The Global Data Protection Regulation, or GDPR, is creating a great deal of stress as the May 25 deadline for compliance nears. Chief among the concerns for database administrators, chief data protection officers, CIOs and CEOs alike is customers’ data security in the context of GDPR, as well as their relational and NoSQL database systems' ability to accommodate GDPR requirements.
GDPR includes provisions that are a challenge to how personally identifiable data is controlled and processed. It also requires Controllers (those who host/store/control data that can identify a living human being) and Processors (those entities that use that same data for calculations/analysis to serve a purpose for controllers and users alike) to be accountable to the individuals whose personal data they control/process.
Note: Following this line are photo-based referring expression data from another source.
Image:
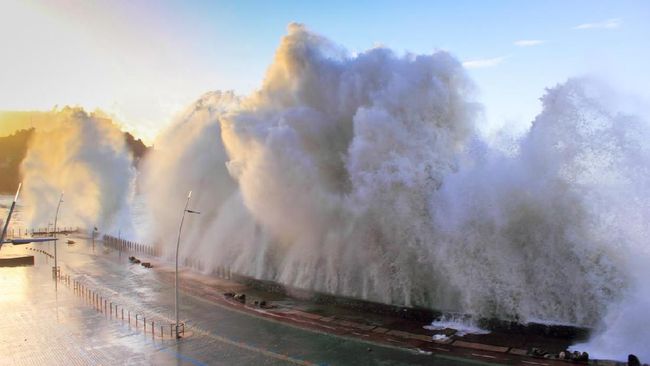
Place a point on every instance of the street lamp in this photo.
(178, 243)
(55, 269)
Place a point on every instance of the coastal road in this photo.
(46, 324)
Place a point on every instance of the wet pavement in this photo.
(44, 322)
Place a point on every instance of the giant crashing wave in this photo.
(365, 176)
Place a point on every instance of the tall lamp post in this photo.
(55, 269)
(178, 243)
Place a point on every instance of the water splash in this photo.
(84, 155)
(363, 176)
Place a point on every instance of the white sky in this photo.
(143, 61)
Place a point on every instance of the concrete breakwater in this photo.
(409, 313)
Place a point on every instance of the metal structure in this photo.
(55, 269)
(16, 241)
(178, 243)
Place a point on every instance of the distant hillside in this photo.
(13, 149)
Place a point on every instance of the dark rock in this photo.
(241, 298)
(632, 360)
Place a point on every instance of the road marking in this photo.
(534, 363)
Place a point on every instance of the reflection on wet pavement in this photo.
(43, 324)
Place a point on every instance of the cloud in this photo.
(605, 24)
(484, 63)
(529, 42)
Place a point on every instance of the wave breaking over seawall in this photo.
(84, 155)
(364, 176)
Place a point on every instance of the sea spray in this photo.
(364, 176)
(84, 155)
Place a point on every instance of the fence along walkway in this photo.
(162, 328)
(18, 231)
(155, 251)
(131, 246)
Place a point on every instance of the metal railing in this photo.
(148, 323)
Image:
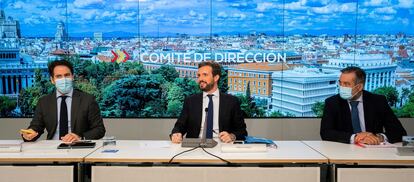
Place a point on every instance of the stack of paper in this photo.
(10, 146)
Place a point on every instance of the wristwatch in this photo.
(381, 137)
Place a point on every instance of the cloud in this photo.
(17, 5)
(385, 10)
(192, 13)
(300, 5)
(222, 14)
(262, 7)
(406, 4)
(404, 21)
(376, 3)
(239, 16)
(335, 8)
(84, 3)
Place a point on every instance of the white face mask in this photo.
(64, 85)
(346, 92)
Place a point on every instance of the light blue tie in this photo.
(355, 117)
(210, 114)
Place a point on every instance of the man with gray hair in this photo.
(358, 116)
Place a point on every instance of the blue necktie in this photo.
(210, 114)
(355, 117)
(63, 120)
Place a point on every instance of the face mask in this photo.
(345, 92)
(64, 85)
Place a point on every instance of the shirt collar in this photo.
(58, 94)
(359, 99)
(215, 93)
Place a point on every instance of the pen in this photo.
(359, 145)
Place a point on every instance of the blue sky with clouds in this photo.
(40, 17)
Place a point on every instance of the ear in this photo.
(52, 80)
(216, 78)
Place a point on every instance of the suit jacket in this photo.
(86, 120)
(230, 117)
(336, 124)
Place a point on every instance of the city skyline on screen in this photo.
(167, 18)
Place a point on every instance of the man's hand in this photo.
(226, 137)
(70, 137)
(176, 138)
(367, 138)
(28, 134)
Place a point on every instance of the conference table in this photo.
(149, 161)
(353, 163)
(41, 161)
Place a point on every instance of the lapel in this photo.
(222, 101)
(347, 113)
(53, 111)
(74, 109)
(367, 112)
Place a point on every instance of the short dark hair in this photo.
(53, 64)
(359, 73)
(215, 66)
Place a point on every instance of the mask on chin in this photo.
(64, 85)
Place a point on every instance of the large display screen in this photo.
(139, 58)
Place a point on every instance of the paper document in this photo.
(381, 145)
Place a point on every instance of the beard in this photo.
(207, 87)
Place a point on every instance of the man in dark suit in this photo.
(227, 117)
(67, 114)
(357, 116)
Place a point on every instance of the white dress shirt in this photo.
(361, 118)
(216, 103)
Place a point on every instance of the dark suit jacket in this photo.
(336, 124)
(230, 117)
(86, 120)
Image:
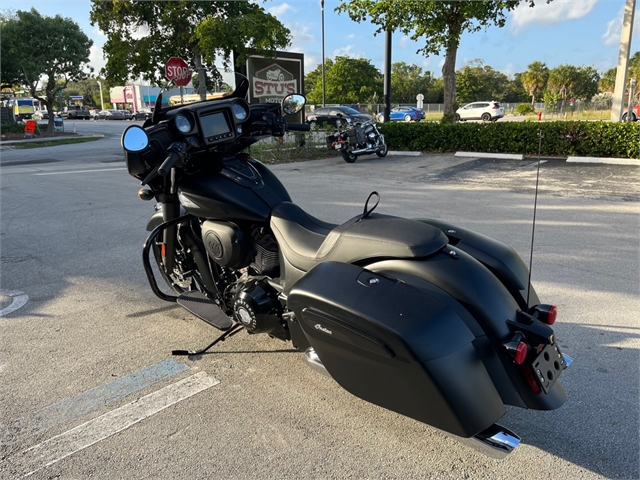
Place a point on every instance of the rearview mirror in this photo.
(292, 104)
(135, 139)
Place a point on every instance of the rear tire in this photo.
(383, 151)
(348, 156)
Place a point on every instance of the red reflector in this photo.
(531, 381)
(521, 353)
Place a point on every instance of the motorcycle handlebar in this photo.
(298, 127)
(168, 163)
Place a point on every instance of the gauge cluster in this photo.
(209, 123)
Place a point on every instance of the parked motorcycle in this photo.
(427, 319)
(359, 139)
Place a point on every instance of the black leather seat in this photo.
(306, 241)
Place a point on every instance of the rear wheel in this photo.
(384, 149)
(348, 156)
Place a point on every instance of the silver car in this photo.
(489, 111)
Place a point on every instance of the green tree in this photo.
(43, 54)
(534, 80)
(477, 81)
(407, 81)
(143, 35)
(439, 24)
(347, 80)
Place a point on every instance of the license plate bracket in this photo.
(548, 366)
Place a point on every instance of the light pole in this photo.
(322, 5)
(101, 99)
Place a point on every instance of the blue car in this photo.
(403, 114)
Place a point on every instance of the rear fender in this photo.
(499, 258)
(489, 305)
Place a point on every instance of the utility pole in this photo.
(322, 5)
(623, 62)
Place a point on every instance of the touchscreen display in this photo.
(214, 124)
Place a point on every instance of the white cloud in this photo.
(348, 51)
(549, 13)
(300, 34)
(280, 9)
(96, 59)
(614, 29)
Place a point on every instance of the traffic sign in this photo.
(177, 69)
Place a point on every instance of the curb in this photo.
(399, 153)
(610, 161)
(505, 156)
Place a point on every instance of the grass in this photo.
(53, 143)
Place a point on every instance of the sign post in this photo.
(177, 70)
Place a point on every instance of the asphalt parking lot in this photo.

The GDPR requires, among other things, that Controllers/Processors allow for the right for people to request that their data be “forgotten,” their personally identifiable data to be provided to them in a reasonable timeframe, and that, upon request, their personally identifiable data not be processed. There are many other GDPR requirements, but these three are the most widely discussed.
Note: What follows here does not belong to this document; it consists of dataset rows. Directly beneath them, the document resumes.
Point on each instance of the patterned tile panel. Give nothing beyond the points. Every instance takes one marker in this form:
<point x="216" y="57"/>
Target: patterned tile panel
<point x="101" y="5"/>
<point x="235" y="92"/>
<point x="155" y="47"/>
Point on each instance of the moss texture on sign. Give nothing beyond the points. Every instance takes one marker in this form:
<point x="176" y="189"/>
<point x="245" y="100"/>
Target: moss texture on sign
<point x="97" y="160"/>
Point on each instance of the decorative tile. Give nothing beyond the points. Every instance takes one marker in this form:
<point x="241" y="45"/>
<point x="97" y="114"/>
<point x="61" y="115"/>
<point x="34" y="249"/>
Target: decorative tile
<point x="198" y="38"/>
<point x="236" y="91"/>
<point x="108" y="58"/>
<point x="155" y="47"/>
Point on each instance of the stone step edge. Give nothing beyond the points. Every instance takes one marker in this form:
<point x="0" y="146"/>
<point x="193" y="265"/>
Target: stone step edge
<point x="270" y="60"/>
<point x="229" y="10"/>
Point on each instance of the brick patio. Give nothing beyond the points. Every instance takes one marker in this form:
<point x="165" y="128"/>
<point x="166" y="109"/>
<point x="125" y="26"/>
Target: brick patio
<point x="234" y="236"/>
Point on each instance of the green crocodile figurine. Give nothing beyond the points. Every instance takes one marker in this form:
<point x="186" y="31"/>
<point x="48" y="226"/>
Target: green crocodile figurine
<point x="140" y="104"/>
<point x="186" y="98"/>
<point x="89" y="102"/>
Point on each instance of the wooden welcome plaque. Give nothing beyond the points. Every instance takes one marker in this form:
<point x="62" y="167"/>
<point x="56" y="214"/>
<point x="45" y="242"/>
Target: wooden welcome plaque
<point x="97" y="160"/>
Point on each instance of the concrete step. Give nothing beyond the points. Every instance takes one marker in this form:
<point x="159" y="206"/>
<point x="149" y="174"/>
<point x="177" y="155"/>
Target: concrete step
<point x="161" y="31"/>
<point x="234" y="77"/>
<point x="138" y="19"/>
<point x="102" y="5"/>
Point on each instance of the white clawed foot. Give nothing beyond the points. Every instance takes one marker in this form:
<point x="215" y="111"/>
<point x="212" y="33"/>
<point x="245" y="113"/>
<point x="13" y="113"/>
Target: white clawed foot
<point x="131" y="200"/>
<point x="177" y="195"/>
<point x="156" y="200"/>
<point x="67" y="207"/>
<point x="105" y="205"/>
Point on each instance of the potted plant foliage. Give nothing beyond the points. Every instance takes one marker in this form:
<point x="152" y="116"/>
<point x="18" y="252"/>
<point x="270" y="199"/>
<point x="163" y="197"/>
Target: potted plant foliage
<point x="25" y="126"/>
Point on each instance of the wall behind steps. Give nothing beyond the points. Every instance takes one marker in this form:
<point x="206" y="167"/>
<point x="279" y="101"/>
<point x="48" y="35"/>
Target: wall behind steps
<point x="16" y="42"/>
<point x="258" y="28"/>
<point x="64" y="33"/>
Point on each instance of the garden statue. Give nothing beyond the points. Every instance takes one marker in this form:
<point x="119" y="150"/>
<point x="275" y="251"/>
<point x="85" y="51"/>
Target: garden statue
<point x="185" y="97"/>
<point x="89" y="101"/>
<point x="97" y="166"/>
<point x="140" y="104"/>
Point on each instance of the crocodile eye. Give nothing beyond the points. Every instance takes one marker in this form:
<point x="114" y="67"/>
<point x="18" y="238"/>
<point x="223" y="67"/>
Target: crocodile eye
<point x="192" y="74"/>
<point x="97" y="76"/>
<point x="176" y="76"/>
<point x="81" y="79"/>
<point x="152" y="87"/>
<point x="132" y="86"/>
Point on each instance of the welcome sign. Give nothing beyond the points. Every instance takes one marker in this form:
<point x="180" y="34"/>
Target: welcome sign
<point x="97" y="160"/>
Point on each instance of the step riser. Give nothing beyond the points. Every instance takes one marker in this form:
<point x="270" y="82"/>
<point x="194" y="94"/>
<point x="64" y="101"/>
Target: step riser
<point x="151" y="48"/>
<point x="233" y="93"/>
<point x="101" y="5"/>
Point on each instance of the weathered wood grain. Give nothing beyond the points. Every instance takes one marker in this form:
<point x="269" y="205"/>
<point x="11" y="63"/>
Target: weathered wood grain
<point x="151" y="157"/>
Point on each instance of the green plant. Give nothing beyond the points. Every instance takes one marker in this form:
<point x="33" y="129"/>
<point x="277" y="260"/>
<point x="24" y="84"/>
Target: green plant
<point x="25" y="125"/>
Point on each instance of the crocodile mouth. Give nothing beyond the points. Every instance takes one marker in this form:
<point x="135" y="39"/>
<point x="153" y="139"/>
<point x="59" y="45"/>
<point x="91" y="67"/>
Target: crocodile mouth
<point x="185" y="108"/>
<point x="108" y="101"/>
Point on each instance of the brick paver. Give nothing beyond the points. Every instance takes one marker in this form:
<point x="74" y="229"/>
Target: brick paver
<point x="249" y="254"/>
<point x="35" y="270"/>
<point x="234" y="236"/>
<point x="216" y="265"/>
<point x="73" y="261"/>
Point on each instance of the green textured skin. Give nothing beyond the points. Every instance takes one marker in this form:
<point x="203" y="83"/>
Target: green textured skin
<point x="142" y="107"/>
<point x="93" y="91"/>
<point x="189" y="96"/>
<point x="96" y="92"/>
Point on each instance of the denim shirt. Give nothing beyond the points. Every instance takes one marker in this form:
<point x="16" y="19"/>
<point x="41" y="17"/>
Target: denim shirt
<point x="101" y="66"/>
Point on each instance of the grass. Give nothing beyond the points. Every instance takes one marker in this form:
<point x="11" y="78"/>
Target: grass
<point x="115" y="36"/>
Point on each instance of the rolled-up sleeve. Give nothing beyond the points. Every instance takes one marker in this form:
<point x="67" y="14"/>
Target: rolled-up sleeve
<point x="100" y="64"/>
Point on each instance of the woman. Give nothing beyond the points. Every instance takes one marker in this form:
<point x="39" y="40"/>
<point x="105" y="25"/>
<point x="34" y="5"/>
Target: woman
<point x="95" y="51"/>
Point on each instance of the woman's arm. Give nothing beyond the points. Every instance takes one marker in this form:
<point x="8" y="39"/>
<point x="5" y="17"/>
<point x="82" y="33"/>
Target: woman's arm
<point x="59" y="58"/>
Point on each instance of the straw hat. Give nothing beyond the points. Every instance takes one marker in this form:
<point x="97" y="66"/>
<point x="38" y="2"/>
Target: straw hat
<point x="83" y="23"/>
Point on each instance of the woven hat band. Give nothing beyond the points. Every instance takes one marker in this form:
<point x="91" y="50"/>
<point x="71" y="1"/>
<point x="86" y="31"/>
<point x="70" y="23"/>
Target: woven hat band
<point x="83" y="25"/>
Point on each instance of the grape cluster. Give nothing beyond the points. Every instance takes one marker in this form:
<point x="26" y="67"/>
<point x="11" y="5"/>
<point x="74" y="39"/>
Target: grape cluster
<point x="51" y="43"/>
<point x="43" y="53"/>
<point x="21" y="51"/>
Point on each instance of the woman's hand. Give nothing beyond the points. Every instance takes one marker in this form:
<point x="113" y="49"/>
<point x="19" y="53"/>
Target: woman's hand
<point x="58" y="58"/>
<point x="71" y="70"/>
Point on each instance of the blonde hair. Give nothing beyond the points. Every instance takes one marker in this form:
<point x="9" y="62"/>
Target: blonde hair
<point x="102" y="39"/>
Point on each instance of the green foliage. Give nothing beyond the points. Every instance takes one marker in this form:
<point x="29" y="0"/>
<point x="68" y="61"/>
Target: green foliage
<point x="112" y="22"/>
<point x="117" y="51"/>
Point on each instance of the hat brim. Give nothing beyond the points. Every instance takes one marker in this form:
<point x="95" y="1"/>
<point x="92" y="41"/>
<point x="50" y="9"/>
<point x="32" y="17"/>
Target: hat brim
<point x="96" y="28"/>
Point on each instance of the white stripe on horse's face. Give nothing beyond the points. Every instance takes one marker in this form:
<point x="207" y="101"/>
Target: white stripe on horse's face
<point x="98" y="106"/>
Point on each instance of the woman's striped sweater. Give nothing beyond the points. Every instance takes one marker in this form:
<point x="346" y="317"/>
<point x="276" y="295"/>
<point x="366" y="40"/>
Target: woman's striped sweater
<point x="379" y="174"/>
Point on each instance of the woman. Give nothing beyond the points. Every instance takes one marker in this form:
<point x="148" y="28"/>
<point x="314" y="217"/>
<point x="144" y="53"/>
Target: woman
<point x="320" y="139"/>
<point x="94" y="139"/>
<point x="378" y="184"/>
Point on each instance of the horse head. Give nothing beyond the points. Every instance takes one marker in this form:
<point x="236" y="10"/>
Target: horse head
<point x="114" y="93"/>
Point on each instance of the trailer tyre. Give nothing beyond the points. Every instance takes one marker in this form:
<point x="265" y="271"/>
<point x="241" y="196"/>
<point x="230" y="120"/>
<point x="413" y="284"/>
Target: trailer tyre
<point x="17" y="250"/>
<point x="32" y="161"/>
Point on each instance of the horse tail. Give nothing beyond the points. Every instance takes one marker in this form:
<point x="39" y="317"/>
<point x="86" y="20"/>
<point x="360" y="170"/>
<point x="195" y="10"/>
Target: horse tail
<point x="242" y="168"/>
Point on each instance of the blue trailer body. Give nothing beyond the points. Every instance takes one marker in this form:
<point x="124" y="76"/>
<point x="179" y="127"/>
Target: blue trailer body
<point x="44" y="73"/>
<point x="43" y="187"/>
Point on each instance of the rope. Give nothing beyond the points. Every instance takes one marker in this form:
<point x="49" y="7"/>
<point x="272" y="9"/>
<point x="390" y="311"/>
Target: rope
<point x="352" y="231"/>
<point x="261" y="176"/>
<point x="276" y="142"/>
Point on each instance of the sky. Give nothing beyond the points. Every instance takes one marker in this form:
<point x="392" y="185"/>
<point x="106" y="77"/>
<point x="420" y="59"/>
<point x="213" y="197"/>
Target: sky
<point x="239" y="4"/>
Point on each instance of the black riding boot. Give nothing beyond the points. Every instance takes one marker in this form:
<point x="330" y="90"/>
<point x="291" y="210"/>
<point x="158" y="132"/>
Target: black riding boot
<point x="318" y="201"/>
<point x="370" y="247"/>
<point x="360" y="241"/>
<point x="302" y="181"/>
Also widely discussed is the ability—or inability, as the case may be—for database systems to enable GDPR compliance. NoSQL database systems, in particular, may present a challenge.
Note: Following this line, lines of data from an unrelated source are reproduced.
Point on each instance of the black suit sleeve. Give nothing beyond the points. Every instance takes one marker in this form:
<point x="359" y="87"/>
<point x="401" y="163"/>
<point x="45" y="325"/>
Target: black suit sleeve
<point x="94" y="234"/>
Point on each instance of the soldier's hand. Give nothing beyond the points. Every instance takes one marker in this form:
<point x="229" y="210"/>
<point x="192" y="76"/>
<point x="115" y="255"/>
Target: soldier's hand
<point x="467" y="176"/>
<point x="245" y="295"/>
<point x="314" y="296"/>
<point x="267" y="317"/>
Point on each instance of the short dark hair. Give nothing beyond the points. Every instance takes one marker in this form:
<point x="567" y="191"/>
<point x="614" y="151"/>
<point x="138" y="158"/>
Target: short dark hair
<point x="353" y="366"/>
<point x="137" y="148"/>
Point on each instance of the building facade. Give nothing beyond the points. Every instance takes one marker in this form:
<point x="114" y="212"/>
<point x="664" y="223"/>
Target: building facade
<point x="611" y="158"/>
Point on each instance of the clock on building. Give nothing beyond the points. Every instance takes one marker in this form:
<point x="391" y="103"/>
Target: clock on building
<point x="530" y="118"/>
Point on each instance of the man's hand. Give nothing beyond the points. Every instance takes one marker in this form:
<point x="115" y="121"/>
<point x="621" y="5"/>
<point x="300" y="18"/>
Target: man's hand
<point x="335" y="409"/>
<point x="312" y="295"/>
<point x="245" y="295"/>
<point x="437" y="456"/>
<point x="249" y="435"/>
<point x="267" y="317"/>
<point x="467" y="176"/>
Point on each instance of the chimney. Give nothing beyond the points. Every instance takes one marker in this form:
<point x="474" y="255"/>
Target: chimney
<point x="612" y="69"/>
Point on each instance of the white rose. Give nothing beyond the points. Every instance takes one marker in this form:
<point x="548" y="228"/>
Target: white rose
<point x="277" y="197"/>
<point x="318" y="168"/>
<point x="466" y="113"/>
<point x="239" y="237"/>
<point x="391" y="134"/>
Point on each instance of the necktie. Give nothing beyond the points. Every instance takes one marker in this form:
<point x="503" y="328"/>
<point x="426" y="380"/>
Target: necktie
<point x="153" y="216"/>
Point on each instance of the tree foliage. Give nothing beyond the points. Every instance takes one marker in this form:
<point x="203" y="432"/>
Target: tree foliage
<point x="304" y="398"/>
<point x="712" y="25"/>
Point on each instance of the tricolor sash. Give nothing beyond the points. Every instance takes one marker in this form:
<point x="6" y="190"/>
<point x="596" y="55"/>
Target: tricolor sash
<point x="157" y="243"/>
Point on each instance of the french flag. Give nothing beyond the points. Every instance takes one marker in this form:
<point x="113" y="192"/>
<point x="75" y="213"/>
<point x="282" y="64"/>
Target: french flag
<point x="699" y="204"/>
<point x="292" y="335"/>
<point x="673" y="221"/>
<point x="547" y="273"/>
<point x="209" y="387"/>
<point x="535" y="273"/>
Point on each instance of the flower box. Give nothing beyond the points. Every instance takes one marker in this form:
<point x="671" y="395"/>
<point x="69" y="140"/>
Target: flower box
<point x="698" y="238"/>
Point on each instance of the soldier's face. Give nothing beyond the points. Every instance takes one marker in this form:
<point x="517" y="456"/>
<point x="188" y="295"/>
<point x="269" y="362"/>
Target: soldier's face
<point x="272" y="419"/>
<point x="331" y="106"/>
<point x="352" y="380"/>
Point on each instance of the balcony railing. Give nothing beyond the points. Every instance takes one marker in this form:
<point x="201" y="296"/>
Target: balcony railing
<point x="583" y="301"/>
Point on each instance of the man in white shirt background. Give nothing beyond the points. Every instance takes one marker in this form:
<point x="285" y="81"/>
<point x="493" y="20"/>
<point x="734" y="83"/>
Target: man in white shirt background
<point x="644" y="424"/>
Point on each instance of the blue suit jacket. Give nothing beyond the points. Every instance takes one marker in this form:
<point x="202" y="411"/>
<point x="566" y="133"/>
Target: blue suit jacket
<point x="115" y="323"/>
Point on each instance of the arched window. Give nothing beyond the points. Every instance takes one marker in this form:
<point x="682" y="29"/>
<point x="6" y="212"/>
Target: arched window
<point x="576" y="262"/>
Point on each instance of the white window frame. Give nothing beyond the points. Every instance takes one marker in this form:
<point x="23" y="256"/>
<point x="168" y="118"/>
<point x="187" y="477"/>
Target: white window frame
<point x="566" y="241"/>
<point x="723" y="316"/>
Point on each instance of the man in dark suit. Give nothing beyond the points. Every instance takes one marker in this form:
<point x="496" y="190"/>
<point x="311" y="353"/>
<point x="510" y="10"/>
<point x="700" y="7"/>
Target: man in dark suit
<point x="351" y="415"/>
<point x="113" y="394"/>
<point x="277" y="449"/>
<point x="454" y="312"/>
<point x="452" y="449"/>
Just what are NoSQL databases, and what makes them the “flipside” of relational databases like Microsoft SQL Server or Oracle?
Providing answers to those questions starts in the 1960s.
A Brief History of NoSQL Databases
NoSQL originally referred to “non SQL” or “non-relational” databases, but the term is now associated with the phrasing “not only SQL.”
Today’s NoSQL databases handle storage and retrieval differently than the tables, and joins between tables, of traditional relational models.
While NoSQL databases have existed for more than 50 years, they didn’t really gain popularity until the rise of Web 2.0 in the 1990s and social media and retail giants like Facebook, Google and Amazon. These organizations, and others like them, wanted to find ways to bypass some of the concerns that come from traditional RDBMSs--mainly related to speed. NoSQL databases by design are focused on performance—but at the sacrifice of some of the benefits that RDBMSs provide.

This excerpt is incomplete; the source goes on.